Field Segment: Rickenbacker
HOST: The electric guitar has dominated the sound of American popular music for several generations. We're at the Rickenbacker guitar headquarters to check out some examples from this California company's private museum. HOST: There are about 200 instruments in this room, but it all starts when we go right back to the beginning with this odd-shaped banjo-looking instrument called the frying pan. Tell me about that.
Well, it might look like a banjo, but it's actually one of the first electric guitars and also the first solid-body electric guitar. In 1931, Adolph Rickenbacker and George Beauchamp formed a partnership to build electric guitars exclusively. The acoustic guitar is great, but if you're trying to play a solo and the rest of the band consists of trumpets and saxophones, let alone a piano and a drum kit, you're lost. You can't hear a note. By using an electromagnetic pickup, they were able to boost the volume so you could play a solo that would be just as loud as the loudest trumpeter. The pickup is called a horseshoe magnet pickup. You take two horseshoe magnets and put them end-to-end and the strings pass through that.

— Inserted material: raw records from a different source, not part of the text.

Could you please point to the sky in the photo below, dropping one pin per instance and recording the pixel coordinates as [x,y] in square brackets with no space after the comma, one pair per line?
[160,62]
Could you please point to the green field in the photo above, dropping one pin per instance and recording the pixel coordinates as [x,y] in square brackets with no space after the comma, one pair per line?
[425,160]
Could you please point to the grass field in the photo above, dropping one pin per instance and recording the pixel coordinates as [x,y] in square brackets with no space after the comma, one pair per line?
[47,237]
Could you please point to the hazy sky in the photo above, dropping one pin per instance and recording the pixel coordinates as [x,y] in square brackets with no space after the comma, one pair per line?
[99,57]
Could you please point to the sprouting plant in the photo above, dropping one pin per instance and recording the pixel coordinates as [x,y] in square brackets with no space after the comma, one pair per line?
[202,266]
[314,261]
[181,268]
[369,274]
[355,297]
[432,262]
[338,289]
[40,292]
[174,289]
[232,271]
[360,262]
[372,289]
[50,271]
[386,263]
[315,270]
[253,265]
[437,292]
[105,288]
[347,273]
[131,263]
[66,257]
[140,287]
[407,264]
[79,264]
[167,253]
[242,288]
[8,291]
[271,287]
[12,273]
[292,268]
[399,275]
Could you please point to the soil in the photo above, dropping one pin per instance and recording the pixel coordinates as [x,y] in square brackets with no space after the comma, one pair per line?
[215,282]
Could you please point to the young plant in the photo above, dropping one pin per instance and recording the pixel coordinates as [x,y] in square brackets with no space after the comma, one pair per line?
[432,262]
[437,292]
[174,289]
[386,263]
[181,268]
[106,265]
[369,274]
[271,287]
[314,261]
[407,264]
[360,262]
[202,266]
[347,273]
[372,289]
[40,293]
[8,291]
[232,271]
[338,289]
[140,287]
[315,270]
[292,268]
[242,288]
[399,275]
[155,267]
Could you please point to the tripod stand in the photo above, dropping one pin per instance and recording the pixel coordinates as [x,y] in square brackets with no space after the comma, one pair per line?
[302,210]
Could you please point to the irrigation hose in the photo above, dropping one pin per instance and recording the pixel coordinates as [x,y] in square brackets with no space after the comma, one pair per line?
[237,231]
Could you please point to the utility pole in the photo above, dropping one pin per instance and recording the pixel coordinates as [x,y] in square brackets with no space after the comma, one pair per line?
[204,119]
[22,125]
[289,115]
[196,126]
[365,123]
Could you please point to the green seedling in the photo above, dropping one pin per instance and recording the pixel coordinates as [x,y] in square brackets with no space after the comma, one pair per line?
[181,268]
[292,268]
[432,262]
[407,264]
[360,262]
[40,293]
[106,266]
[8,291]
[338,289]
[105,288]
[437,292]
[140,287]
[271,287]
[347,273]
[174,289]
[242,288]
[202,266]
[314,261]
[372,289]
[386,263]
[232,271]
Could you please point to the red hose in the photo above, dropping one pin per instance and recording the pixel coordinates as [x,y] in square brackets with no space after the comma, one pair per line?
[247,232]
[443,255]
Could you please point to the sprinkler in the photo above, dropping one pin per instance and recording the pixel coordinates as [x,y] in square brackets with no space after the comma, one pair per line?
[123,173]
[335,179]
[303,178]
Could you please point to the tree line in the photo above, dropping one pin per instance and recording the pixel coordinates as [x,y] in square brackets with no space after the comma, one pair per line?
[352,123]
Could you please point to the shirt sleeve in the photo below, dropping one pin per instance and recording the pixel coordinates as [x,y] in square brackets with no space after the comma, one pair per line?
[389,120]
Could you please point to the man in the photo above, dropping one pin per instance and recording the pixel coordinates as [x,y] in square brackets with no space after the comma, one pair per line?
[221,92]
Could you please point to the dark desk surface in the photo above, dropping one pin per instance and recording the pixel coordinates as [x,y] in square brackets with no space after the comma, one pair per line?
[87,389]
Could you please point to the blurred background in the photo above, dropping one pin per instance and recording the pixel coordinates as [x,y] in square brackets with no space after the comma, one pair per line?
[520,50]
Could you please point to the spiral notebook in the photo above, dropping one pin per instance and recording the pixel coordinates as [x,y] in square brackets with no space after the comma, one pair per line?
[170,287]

That's the electromagnetic field, and that's how it's made louder. The 1931 prototype shown here is made of wood. The production models were made of cast aluminum, and that's how they got the nickname "the frying pan." It's a Hawaiian guitar. Most of the early Rickenbacker electric guitars were used for playing Hawaiian music. They're called lap steels because they're played with a steel bar. As far as we know, they probably made at least a thousand of them before the Second World War. HOST: What would you say the value would be?

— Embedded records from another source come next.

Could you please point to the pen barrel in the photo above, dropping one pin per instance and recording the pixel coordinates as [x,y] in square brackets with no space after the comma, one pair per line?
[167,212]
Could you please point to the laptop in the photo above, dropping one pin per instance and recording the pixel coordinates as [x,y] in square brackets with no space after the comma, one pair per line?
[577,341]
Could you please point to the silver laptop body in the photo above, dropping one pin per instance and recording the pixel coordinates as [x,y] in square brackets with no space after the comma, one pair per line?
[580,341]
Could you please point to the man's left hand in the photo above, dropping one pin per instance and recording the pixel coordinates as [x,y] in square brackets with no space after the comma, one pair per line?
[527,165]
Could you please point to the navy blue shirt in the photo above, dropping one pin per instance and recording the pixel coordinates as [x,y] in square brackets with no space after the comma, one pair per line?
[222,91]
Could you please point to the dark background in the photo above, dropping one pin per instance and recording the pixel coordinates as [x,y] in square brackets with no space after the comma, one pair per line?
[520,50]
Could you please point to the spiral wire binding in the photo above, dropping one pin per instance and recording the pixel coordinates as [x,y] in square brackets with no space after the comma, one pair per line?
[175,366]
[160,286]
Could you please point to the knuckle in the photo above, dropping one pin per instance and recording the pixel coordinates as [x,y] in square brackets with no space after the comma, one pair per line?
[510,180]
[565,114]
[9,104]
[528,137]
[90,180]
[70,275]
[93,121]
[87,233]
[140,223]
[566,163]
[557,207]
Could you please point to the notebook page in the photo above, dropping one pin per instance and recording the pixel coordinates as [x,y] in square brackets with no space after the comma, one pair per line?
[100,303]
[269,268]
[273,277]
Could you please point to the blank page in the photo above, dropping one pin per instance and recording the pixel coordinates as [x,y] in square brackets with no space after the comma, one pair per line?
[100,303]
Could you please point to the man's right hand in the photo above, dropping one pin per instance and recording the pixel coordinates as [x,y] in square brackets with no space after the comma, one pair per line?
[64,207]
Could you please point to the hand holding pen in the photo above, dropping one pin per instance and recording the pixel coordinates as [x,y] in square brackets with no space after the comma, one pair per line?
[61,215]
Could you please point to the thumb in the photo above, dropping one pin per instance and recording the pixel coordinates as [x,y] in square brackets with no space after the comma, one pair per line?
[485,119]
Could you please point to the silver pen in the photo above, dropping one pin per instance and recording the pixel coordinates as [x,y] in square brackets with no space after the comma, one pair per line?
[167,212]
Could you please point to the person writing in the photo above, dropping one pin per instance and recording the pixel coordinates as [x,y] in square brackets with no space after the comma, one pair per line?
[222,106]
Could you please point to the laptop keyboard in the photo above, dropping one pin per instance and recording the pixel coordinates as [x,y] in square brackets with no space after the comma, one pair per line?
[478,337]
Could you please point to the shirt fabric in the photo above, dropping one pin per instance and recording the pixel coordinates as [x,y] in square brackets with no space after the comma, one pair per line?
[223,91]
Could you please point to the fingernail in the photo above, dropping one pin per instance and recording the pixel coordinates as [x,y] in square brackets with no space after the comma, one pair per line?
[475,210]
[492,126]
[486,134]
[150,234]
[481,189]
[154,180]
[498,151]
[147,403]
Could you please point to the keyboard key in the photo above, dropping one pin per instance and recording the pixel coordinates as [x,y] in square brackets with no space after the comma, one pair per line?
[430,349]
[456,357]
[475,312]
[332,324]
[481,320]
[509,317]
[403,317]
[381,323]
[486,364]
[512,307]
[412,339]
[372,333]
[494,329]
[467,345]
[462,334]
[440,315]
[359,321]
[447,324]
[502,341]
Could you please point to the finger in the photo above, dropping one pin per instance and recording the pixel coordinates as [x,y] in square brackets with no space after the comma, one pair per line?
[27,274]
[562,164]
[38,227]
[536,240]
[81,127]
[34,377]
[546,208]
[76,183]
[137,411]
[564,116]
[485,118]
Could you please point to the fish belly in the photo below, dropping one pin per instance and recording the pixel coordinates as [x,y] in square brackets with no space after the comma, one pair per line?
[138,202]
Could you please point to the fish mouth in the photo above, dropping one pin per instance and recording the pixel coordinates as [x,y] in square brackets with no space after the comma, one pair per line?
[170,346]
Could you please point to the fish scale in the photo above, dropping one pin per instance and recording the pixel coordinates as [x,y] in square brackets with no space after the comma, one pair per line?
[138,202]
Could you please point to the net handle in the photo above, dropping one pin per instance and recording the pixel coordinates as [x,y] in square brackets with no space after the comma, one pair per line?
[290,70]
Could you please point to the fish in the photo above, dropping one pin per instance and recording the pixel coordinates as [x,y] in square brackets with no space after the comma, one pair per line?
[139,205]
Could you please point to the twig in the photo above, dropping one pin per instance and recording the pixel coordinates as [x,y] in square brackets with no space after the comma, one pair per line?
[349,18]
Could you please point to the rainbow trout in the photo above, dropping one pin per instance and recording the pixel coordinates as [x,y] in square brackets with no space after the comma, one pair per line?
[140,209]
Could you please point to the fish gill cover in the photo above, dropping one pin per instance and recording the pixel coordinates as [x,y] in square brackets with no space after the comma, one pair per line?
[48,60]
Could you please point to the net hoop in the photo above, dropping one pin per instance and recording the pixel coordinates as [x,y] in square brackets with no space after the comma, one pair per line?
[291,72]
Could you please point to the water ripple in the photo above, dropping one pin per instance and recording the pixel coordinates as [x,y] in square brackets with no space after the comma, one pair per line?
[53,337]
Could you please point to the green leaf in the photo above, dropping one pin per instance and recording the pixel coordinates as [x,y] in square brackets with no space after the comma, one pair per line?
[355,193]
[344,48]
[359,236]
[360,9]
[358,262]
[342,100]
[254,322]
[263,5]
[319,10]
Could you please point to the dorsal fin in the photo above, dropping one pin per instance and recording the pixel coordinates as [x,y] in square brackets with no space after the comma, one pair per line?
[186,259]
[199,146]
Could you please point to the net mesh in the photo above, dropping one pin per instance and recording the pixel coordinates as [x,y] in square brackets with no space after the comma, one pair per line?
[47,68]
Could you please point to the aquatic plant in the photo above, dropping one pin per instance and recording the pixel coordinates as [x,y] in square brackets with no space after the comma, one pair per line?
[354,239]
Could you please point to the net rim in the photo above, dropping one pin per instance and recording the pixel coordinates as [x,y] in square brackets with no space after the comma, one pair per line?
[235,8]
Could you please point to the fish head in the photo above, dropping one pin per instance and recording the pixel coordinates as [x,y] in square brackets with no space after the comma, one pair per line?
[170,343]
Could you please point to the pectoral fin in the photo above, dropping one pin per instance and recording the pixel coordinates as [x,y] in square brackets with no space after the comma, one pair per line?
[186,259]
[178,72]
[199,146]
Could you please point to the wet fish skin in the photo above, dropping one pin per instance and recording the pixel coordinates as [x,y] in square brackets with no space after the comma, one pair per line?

One in really good condition would sell from between $3,000 and $3,500 in a retail shop. There are still lap steel players that swear by them and consider them to have the best tone. All these years later, that's what they want. HOST: So now we jump up a couple decades. Rickenbacker's still doing great innovations and they have a guitar at this point that becomes an industry standard. Tell me about that.

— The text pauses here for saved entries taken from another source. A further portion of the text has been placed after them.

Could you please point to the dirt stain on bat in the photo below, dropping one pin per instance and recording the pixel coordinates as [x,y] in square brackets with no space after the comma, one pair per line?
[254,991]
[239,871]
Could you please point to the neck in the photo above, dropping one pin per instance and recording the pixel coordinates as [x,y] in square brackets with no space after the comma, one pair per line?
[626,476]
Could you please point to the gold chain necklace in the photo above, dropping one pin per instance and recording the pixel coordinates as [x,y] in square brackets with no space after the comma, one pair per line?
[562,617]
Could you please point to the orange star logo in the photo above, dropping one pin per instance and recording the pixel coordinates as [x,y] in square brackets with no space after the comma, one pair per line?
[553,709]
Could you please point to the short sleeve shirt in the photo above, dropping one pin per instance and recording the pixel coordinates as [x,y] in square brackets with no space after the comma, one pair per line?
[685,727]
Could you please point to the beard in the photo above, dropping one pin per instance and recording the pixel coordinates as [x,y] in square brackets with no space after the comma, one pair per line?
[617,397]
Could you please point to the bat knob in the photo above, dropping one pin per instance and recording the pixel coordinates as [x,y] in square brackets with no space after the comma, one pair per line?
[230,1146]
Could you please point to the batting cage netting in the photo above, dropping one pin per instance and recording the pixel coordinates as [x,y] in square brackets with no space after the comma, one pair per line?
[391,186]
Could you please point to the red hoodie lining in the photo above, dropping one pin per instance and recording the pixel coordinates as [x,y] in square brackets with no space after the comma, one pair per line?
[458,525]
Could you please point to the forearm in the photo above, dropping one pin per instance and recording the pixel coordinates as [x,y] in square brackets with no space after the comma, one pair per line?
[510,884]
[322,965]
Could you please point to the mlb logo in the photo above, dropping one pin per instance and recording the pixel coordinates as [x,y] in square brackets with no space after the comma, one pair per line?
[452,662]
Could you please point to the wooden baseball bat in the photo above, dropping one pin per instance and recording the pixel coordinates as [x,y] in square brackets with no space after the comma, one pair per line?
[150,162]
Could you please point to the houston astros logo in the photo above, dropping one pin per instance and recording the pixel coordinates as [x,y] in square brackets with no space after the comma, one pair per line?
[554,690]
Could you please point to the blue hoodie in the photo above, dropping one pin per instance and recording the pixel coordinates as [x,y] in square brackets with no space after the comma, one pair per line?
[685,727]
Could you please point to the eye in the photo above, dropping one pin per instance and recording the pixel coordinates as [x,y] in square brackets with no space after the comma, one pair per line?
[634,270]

In 1964, an early version of the 12-string shown here was given to George Harrison shortly before the Beatles recorded A Hard Day's Night. And he also used that guitar in the film Hard Day's Night. (opening chord plays) That's the most recognizable opening chord in the history of rock 'n' roll. Electric guitarists all over the world were scrambling like crazy to figure out, "What is that guitar? How do I get that sound?" And the list of guitarists that were influenced by Harrison's use of the Rickenbacker 360/12 in the movie reads like a "who's who" in rock 'n' roll: Pete Townshend of The Who, Paul Kantner of Jefferson Airplane, Carl Wilson of the Beach Boys, and especially Roger McGuinn of The Byrds. That's the jingling, whining sound that you hear in "Turn, Turn, Turn." & Turn, turn, turn, turn... & This is a 1965 Rickenbacker 360/12. It's virtually identical to the one that George Harrison used in the Beatles' 1966 U.S. tour. And if you wanted to have one of the those... HOST: And I do.
Well, it's going to take more than $20,000 if you're buying one in a vintage guitar retail shop. HOST: Well, it has been great learning about all these fabulous guitars and the birth of electric guitars all from you. I appreciate it.